1.glove、fasttext几个G的txt文件里到底是个啥?
其实拿到这些训练好的库,我们第一时间就会想,这文件那么大,里面到底是什么东西?那么大打开都要小半天。好,接下来我来打开这些文件先看看里面是些啥东西,再做后面的步骤。
https://fasttext.cc/docs/en/english-vectors.html
https://nlp.stanford.edu/projects/glove/
上面的链接中包含了我们说的两种训练好的模型,或者说是词库。
#crawl-300d-2M.vec--> https://fasttext.cc/docs/en/english-vectors.html
#When pre-train embedding is helpful? https://www.aclweb.org/anthology/N18-2084
#There are many pretrained word embedding models:
#fasttext, GloVe, Word2Vec, etc
#crawl-300d-2M.vec is trained from Common Crawl (a website that collects almost everything)
#it has 2 million words. Each word is represent by a vector of 300 dimensions.
#https://nlp.stanford.edu/projects/glove/
#GloVe is similar to crawl-300d-2M.vec. Probably, they use different algorithms.

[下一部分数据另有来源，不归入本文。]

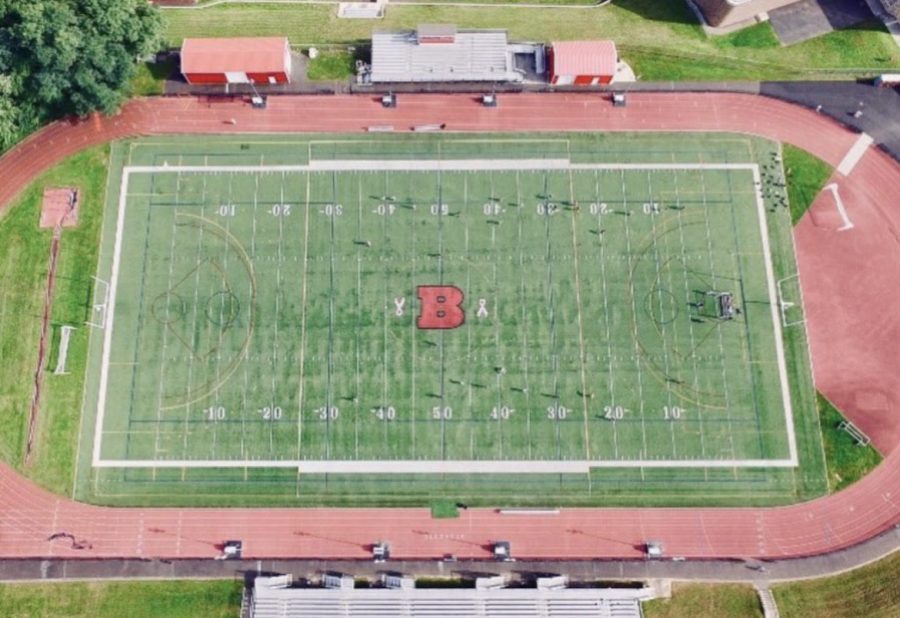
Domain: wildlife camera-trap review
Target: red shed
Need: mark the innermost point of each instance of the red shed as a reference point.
(582, 62)
(236, 61)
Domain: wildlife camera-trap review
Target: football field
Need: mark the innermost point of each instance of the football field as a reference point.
(441, 305)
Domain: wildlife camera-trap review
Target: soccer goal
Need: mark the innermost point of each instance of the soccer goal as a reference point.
(98, 317)
(789, 301)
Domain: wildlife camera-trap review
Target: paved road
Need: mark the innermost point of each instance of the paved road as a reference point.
(840, 100)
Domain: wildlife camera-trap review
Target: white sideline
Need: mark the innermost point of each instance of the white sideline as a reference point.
(855, 153)
(775, 304)
(111, 314)
(433, 466)
(424, 466)
(451, 165)
(848, 224)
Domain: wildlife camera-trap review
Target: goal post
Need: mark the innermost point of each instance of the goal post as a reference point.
(101, 303)
(789, 304)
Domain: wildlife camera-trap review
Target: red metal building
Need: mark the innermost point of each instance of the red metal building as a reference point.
(582, 63)
(236, 61)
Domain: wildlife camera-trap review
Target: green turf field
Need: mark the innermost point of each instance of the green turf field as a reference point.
(598, 306)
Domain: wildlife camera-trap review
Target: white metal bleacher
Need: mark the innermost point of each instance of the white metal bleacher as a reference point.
(460, 603)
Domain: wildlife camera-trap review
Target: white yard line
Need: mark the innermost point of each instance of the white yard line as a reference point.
(665, 348)
(162, 368)
(687, 293)
(606, 312)
(520, 208)
(634, 312)
(722, 355)
(581, 347)
(303, 319)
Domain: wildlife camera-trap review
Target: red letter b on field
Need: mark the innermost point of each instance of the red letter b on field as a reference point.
(440, 307)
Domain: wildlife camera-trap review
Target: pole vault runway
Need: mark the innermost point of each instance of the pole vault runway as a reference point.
(848, 279)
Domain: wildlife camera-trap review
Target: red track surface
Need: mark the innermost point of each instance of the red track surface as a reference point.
(847, 280)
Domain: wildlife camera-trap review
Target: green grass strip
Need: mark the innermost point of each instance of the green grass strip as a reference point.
(806, 175)
(133, 599)
(690, 600)
(331, 65)
(444, 509)
(847, 461)
(871, 591)
(24, 251)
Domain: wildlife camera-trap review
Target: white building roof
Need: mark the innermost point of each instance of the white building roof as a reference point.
(472, 56)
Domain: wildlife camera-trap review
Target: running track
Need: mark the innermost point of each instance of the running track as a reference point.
(848, 280)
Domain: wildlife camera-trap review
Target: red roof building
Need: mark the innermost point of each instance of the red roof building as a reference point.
(236, 61)
(584, 63)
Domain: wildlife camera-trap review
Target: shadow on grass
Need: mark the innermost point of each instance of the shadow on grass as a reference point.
(671, 11)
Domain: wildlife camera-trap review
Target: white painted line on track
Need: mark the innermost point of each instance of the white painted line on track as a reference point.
(510, 466)
(855, 153)
(839, 203)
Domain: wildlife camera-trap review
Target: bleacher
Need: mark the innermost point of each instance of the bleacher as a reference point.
(289, 602)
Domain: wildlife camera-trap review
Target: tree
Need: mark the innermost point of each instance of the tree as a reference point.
(75, 56)
(9, 122)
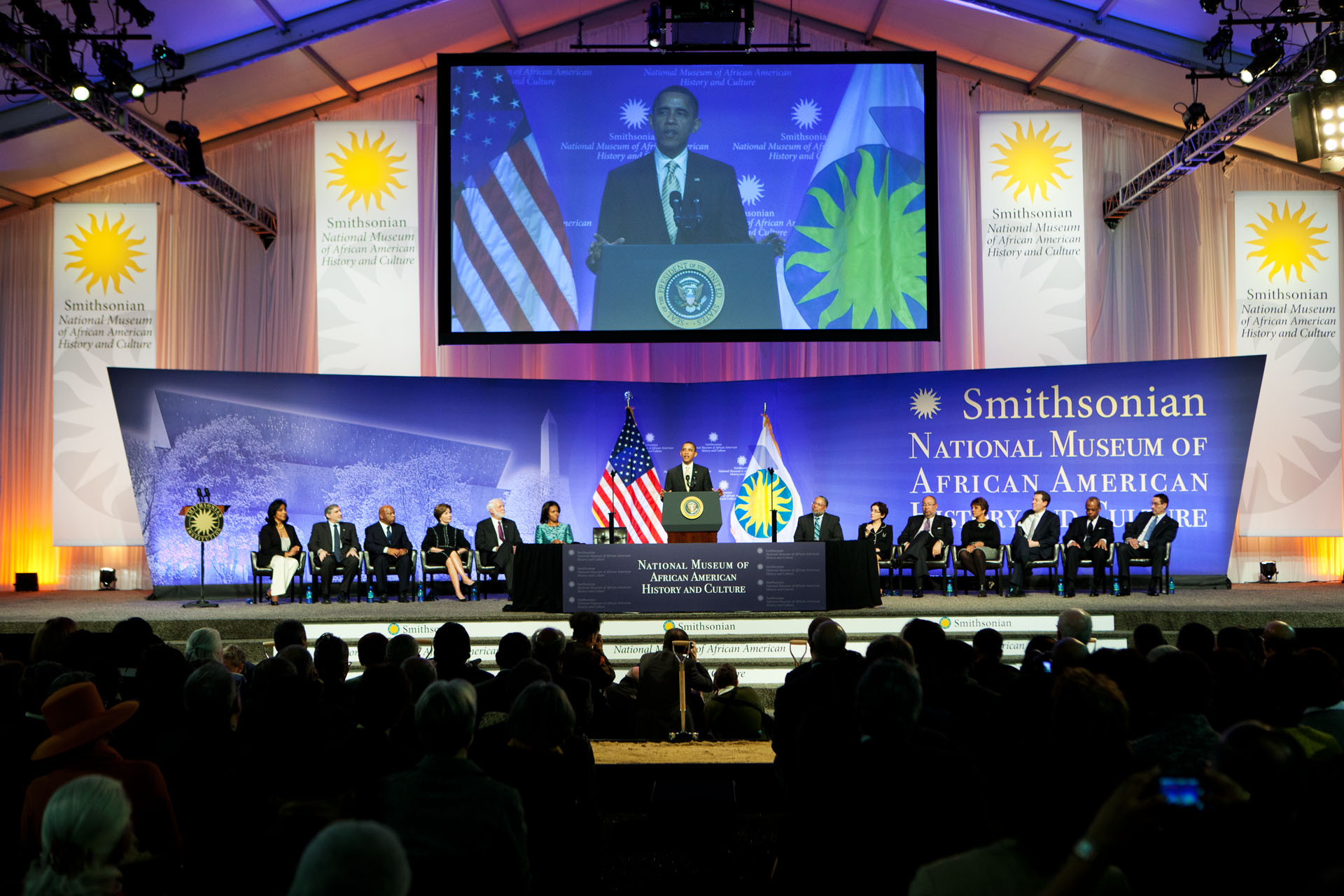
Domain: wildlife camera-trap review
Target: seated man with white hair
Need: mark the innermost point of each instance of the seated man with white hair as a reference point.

#glove.840B.300d.zip: Common Crawl (840B tokens, 2.2M vocab, cased, 300d vectors, 2.03 GB download)
#tokens mean words. It has 2.2M different words and 840B (likely duplicated) words in total
上面是一些介绍。
在下载完任意一个词库之后,开始打开~
with open(file) as f:
for i in range(10):
print(f.readline())
我们打印前10行,输出是啥呢?就是这个!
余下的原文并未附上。